Fall is not complete without making homemade pumpkin bread and this is the only recipe you will ever need. It’s moist, bursting with flavor, and full of semi-sweet and milk chocolate chips. You can omit the chocolate chips for a plain pumpkin bread. Either way this bread is delish!
Pumpkin Chip Bread
- ¾ cup salted butter, softened
- 1 ¾ cups sugar
- ¼ cup brown sugar
- 15 oz can pumpkin puree
- 3 eggs
- 1 teaspoon nutmeg
- 2 teaspoons cinnamon
- 2 teaspoons vanilla
- 2 cups flour
- ½ teaspoon salt
- 1 teaspoon baking soda
- 1 teaspoon baking powder
- 1 cup milk chocolate chips
- 1 cup semi-sweet chocolate chips
Place the oven rack in the center of the oven. Preheat the oven to 325 degrees.
Spray two, 1 lb (8.5 x 4.5 inch) loaf pans, with non-stick cooking spray. Line both pans with parchment paper so that the parchment is hanging over the long sides of the pans for easy release. Set them aside.
Combine softened butter, sugar, and brown sugar in the bowl of a stand mixer. Beat with paddle attachment on medium-high for 2 minutes, scraping down the bowl as needed.
Add pumpkin puree, eggs, nutmeg, cinnamon, and vanilla. Beat on medium until combined. The mixture will look grainy.
Add flour, salt, baking soda, and baking powder. Mix for a few seconds on low just until about half of the flour is mixed in.
Add both chocolate chips. Mix on medium just until the flour is mixed in, being careful not to over mix the batter.
Use a large spoon or spatula to carefully mix the batter by hand to make sure there are no unmixed spots of pumpkin.

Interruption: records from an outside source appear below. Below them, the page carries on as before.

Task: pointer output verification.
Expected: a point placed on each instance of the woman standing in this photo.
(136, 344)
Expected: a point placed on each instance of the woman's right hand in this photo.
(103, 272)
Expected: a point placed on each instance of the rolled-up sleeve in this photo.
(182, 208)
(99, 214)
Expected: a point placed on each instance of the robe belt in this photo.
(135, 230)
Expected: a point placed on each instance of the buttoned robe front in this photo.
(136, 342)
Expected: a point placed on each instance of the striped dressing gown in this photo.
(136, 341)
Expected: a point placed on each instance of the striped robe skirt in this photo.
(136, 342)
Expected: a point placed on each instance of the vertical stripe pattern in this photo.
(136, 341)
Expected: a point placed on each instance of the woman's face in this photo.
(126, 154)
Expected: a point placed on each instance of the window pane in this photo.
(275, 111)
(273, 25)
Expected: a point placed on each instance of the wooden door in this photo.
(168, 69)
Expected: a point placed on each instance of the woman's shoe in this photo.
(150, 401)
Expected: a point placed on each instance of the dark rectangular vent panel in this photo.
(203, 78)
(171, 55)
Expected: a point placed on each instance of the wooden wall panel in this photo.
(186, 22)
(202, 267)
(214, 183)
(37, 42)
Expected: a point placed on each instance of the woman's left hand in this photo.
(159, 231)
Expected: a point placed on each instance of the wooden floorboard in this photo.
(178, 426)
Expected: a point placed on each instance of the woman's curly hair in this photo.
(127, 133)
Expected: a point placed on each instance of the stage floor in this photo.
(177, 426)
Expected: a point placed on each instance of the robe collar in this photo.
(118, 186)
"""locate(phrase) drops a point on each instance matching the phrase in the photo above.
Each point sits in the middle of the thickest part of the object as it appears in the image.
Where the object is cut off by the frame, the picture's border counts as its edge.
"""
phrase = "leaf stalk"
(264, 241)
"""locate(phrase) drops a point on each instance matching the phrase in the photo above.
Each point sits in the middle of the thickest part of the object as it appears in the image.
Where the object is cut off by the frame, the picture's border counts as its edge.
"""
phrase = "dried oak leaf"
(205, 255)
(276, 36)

Evenly divide the batter between the two prepared pans.
Set both pans on the middle rack in the oven. Bake for 65-75 minutes or just until a toothpick inserted in the center comes out clean.
Remove both loaves from the oven. Let them sit in their pans for 5-10 minutes. Use the overhanging parchment to carefully lift the loaves out of the pan. Let loaves cool to room temperature.
Store bread in a sealed bag or container at room temperature.